Una pareja en crisis se muda a una nueva casa luego de casarse. La creciente tensión en la pareja se agiganta ya que el arrendatario, un viejo verde asqueroso y pervertido, ha colocado mini cámaras ocultas para espiarlos en su intimidad. A medida que cruza los límites, el viejo lascivo utilizará los problemas de relación para secuestrar y torturar a la pareja psicológicamente, junto con su amante. Una película más que discreta, con una trama interesante pero le falta mucho suspenso. El hecho de estar viendo al asqueroso anciano espiando a la pareja, hace que todo pierda un poco de sabor. Todo el tiempo sabemos qué es lo que sucede, yo creo que el anciano debería aparecer menos en pantalla, de hecho, podrían haber acotado sus apariciones a los momentos en los que ingresa a la casa únicamente. Esto provoca que le falte sabor a la trama. Otro punto flojo es el modo de filmación. Combina escenas normales, con escenas cámara en mano al estilo Actividad Paranormal. No tiene sentido esto, provoca confusión y genera que no haya un subgénero definido. O se filma normalmente, o se filma cámara en mano, combinar las dos cosas no es fácil de lograr, y esta película, no lo logra.
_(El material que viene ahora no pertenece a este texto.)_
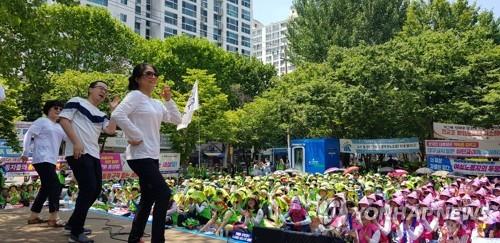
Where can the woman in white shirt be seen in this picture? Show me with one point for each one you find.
(140, 117)
(47, 136)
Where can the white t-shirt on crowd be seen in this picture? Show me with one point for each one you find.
(88, 122)
(47, 138)
(140, 117)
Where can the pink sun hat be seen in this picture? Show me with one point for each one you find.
(364, 201)
(482, 192)
(427, 200)
(493, 218)
(437, 205)
(398, 200)
(454, 218)
(445, 193)
(379, 203)
(372, 197)
(413, 195)
(476, 183)
(496, 200)
(475, 203)
(452, 201)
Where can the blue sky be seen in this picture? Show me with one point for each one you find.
(269, 11)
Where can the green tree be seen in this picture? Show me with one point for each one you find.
(441, 15)
(45, 39)
(323, 23)
(10, 114)
(75, 83)
(209, 122)
(239, 77)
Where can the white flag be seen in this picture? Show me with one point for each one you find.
(191, 106)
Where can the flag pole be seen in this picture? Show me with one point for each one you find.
(199, 145)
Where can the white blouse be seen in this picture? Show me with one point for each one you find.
(140, 117)
(47, 138)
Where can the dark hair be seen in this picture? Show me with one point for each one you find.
(51, 103)
(93, 84)
(137, 73)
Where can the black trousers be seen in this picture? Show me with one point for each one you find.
(50, 188)
(88, 174)
(154, 190)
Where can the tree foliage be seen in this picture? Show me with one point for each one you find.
(209, 122)
(322, 23)
(240, 77)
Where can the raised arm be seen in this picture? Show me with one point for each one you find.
(120, 116)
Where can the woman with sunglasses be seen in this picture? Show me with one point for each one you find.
(46, 135)
(140, 117)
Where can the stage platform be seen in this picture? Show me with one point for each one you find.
(13, 228)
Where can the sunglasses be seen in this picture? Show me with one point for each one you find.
(105, 89)
(150, 74)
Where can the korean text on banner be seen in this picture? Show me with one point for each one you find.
(463, 166)
(111, 162)
(464, 132)
(169, 163)
(380, 146)
(457, 148)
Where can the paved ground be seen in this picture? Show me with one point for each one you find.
(13, 228)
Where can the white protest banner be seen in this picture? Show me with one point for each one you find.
(379, 146)
(464, 132)
(191, 106)
(458, 148)
(170, 163)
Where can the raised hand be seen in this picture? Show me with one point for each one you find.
(166, 94)
(114, 103)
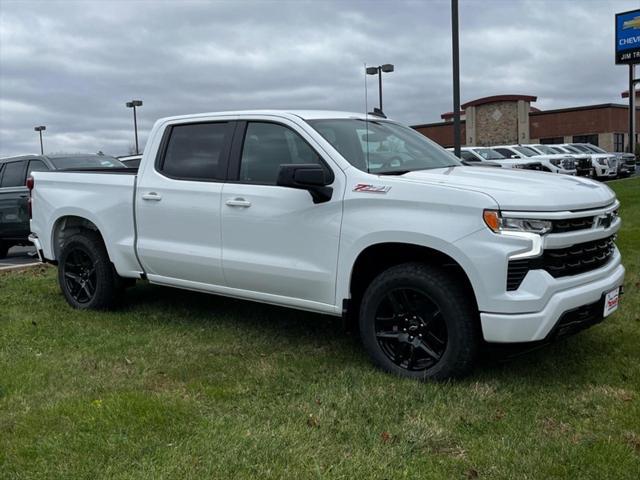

A mi criterio, 13 cámaras es una película entretenida porque es llevadera y se deja ver, pero nunca entra en un ritmo que genere terror o miedo precisamente. Todo pasa más bien por no entender las intenciones exactas del maldito viejo arrendatario, quien claramente es un sociópata acosador pervertido. Dejando un final abierto, la entrega tiene una secuela llamada 14 cámaras, la cual subiremos en algún momento.